Processes deep mutational scanning data from recognised formats and convert it into a standardised data frame, with one row per variant and position, wt, mut and score columns. Duplicate scores can also be averaged to account for multiple replicates and single variant scores averaged from multiply mutated sequences for some input formats.

parse_deep_scan(
  x,
  scheme = c("mavedb", "long", "wide", "sequence"),
  position_offset = 0,
  duplicates = c("warn", "mean", "median", "error"),
  ...
)

Arguments

x

A tibble or an object that can be converted to one

scheme

Original data scheme (see description).
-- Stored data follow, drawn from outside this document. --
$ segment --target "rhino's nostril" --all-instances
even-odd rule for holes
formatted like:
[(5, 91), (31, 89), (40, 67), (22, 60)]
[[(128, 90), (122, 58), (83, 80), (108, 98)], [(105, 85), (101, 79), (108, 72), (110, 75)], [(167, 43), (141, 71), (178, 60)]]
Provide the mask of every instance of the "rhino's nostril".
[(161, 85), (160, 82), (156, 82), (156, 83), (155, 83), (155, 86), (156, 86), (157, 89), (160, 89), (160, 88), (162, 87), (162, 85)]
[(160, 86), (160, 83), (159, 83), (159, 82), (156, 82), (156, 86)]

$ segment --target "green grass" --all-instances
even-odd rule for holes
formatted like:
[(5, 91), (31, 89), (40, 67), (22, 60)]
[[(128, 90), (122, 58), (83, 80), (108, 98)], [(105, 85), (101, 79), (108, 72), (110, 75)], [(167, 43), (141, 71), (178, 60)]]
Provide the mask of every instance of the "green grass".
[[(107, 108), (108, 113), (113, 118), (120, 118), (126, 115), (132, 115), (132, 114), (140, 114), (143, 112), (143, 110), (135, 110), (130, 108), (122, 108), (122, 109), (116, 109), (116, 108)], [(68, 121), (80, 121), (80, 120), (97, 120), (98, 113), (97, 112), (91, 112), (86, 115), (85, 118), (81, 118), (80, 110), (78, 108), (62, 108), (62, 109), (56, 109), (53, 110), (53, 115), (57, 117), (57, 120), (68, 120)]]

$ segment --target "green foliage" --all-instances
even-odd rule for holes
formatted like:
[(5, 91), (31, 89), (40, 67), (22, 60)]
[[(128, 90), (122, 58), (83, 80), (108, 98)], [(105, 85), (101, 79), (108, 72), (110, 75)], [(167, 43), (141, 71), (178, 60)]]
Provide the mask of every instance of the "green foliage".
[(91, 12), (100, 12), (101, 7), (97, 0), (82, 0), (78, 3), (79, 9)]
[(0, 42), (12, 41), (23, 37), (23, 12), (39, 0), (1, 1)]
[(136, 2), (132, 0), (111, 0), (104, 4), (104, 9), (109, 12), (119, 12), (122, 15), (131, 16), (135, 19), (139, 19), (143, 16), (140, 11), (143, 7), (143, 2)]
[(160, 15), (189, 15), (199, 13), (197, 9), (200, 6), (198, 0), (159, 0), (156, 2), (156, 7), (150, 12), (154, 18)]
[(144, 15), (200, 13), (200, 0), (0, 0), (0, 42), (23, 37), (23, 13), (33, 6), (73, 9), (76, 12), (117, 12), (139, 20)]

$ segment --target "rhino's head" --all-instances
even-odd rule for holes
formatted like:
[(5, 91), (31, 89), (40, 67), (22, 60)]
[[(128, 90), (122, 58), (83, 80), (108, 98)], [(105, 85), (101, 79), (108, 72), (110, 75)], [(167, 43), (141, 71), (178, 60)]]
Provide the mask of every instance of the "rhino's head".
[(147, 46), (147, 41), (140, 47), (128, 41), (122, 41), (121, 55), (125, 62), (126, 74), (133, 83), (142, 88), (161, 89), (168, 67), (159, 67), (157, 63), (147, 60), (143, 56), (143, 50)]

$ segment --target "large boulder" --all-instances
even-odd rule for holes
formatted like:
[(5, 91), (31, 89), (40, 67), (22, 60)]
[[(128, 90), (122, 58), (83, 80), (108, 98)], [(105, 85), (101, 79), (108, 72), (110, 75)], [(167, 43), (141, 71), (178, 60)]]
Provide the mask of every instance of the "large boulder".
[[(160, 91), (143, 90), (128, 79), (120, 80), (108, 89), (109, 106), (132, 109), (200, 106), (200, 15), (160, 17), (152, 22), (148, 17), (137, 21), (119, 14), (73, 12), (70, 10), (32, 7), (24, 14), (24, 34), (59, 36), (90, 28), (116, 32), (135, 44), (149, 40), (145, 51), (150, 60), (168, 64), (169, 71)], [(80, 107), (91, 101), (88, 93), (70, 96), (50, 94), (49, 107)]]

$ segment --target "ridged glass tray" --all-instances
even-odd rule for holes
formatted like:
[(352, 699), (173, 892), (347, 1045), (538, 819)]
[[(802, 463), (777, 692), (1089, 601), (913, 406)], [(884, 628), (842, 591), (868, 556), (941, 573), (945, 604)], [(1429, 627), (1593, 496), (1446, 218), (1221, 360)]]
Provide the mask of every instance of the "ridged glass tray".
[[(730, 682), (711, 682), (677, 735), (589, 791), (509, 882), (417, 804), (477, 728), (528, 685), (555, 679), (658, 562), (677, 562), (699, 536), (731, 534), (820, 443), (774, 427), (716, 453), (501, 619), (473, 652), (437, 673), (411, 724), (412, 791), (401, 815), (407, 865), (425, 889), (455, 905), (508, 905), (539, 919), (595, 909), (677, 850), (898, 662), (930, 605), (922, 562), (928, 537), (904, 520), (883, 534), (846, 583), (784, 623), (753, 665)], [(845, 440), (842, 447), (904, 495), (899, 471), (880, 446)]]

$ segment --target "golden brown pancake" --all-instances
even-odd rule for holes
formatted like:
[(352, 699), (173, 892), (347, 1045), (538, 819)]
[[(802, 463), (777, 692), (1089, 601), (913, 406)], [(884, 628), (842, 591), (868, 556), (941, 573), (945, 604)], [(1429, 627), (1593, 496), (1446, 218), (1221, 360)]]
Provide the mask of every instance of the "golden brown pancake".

Accepts any unambiguous substring.

position_offset

Offset all position

duplicates

How to handle duplicate scores for a single mutation

...

Arguments passed to the chosen parsing function, including specifying parsing for multiply mutated sequences (see individual methods for details).

Value

A long format tibble with columns for 'position', 'wt', 'mut' and 'score'.

Details

The following input formats are supported:

  • mavedb: Data downloaded from mavedb.org. This format additionally supports averaging over multiply mutated sequences.

  • long: Data in long format, which already has the required columns (position, wt, mut and score). This allows duplicates to be averaged conveniently if data is already in the standard format.

  • wide: Process wide format data, with columns for position, wt and scores for each amino acid

  • sequence: Each score is associated with a sequence, from which variants are extracted. This method supports averaging over multiply mutated sequences. It is the most frequent use for the position_offset parameter.